Very often, however, this
silly procedure is adopted by people who are not silly, but who, consciously or
unconsciously, want to destroy Christianity. Such people put up a version of
Christianity suitable for a child of six and make that the object of their
attack. When you try to explain the Christian doctrine as it is really held by
an instructed adult, they then complain that you are making their heads turn
round and that it is all too complicated and that if there really were a God
they are sure He would have made "religion" simple, because
simplicity is so beautiful, etc. You must be on your guard against these people
for they will change their ground every minute and only waste your tune.
Notice, too, their idea of God "making religion simple": as if
"religion" were something God invented, and not His statement to us
of certain quite unalterable facts about His own nature.
Besides being complicated,
reality, in my experience, is usually odd.
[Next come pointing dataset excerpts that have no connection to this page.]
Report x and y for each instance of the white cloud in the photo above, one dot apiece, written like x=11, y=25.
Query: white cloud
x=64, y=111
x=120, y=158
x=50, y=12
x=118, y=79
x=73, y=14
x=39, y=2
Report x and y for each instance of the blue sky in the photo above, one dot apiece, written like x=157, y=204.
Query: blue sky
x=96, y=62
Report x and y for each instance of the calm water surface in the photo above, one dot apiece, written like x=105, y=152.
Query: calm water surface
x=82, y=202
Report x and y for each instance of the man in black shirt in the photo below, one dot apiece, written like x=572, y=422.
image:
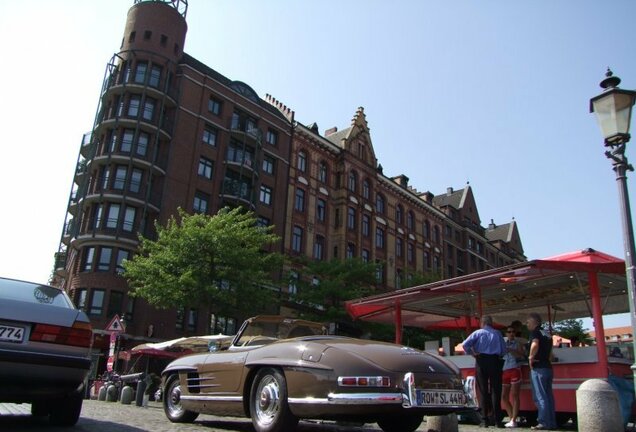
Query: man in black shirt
x=541, y=373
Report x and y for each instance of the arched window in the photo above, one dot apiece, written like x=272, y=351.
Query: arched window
x=301, y=162
x=379, y=204
x=399, y=214
x=322, y=172
x=353, y=180
x=366, y=189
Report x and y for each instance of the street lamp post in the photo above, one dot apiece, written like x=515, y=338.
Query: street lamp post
x=613, y=109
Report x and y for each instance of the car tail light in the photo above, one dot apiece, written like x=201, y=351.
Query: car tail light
x=364, y=381
x=80, y=334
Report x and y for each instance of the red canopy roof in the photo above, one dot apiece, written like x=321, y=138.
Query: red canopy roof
x=556, y=285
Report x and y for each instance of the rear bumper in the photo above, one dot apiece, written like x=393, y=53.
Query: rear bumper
x=28, y=377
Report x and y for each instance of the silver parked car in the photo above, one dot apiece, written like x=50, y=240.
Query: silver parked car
x=45, y=347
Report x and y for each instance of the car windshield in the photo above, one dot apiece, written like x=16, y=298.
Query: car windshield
x=261, y=331
x=33, y=293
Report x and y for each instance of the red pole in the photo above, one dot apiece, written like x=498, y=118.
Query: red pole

It is not neat, not obvious, not
what you expect. For instance, when you have grasped that the earth and the
other planets all go round the sun, you would naturally expect that all the
planets were made to match-all at equal distances from each other, say, or
distances that regularly increased, or all the same size, or else getting
bigger or smaller as you go farther from the sun. In fact, you find no rhyme or
reason (that we can see) about either the sizes or the distances; and some of
them have one moon, one has four, one has two, some have none, and one has a
ring.
Reality, in fact, is usually
something you could not have guessed. That is one of the reasons I believe
Christianity. It is a religion you could not have guessed. If it offered us
just the kind of universe we had always expected, I should feel we were making
it up. But, in fact, it is not the sort of thing anyone would have made up. It
has just that queer twist about it that real things have. So let us leave
behind all these boys' philosophies-these over-simple answers. The problem is
not simple and the answer is not going to be simpler either.